Beim EM-Fahrer besteht die Hoffnung, dass er einen beim BVB keineswegs untypischen längeren Anlauf braucht, um sich zurechtzufinden. Als vielseitiger Offensivspieler wird Dortmund für Beier in Zukunft eine Verwendung finden. Bei Couto sind da Fragezeichen angebracht.
BVB ließ sich auf Kaufverpflichtung ein, die schon gegriffen hat
Wenn der Brasilianer tatsächlich alleine für die Rolle des Flügelverteidigers im System mit Dreierkette taugt, für das es dem BVB aber an anderer Stelle fehlt, war Couto schlichtweg ein Fehleinkauf. Das größte Ärgernis ist dabei, dass der 22-Jährige noch als Leihspieler in Dortmund aktiv ist. Sportdirektor Sebastian Kehl und Co. ließen sich jedoch im Deal mit Manchester City auf eine Kaufverpflichtung ein, die bereits gegriffen hat.
Bis zu 30 Millionen Euro soll der feste Transfer, der bürokratisch erst im Sommer abgeschlossen wird, den BVB kosten. Gemessen an den bisherigen Leistungen von Couto in Dortmund wäre selbst ein Drittel dieser Summe deutlich zu viel. Das gilt umso mehr, wenn die mit hoher Wahrscheinlichkeit ausbleibenden Einnahmen aus der Champions League in die Überlegung einbezogen werden.

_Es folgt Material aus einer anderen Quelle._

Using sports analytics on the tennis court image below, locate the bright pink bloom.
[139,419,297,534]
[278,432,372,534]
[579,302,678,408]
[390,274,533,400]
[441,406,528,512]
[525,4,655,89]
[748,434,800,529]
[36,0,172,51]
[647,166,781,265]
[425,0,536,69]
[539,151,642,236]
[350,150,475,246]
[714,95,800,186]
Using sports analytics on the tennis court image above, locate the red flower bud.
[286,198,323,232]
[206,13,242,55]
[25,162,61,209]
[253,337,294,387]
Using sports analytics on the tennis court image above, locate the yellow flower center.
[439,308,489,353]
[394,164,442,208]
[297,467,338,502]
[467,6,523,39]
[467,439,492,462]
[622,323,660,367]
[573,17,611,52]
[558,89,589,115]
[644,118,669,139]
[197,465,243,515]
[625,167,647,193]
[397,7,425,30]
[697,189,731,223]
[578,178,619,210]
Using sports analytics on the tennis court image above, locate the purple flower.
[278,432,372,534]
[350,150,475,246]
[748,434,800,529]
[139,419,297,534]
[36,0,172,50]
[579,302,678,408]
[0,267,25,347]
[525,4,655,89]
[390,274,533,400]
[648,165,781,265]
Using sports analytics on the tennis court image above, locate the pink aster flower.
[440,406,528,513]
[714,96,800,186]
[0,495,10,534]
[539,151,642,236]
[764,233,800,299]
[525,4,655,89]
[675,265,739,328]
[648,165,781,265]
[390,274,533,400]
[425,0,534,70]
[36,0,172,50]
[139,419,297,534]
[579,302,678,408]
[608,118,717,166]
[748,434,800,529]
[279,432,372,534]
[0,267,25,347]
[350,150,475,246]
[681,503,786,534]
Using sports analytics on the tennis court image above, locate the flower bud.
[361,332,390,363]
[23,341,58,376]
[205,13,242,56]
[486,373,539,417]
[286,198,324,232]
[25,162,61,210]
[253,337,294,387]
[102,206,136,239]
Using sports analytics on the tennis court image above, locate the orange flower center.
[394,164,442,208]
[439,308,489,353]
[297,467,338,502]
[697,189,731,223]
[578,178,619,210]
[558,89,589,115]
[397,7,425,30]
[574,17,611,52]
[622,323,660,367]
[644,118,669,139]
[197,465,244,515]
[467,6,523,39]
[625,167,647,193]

Der BVB wird im Sommer mutmaßlich den ein oder anderen Spieler verkaufen müssen, um die Lücken zu füllen, wie Hans-Joachim Watzke zuletzt bereits überraschend nonchalant erklärte. In einer solchen Situation eine hohe Ablöse für Couto abzudrücken, schmerzt doppelt und dreifach.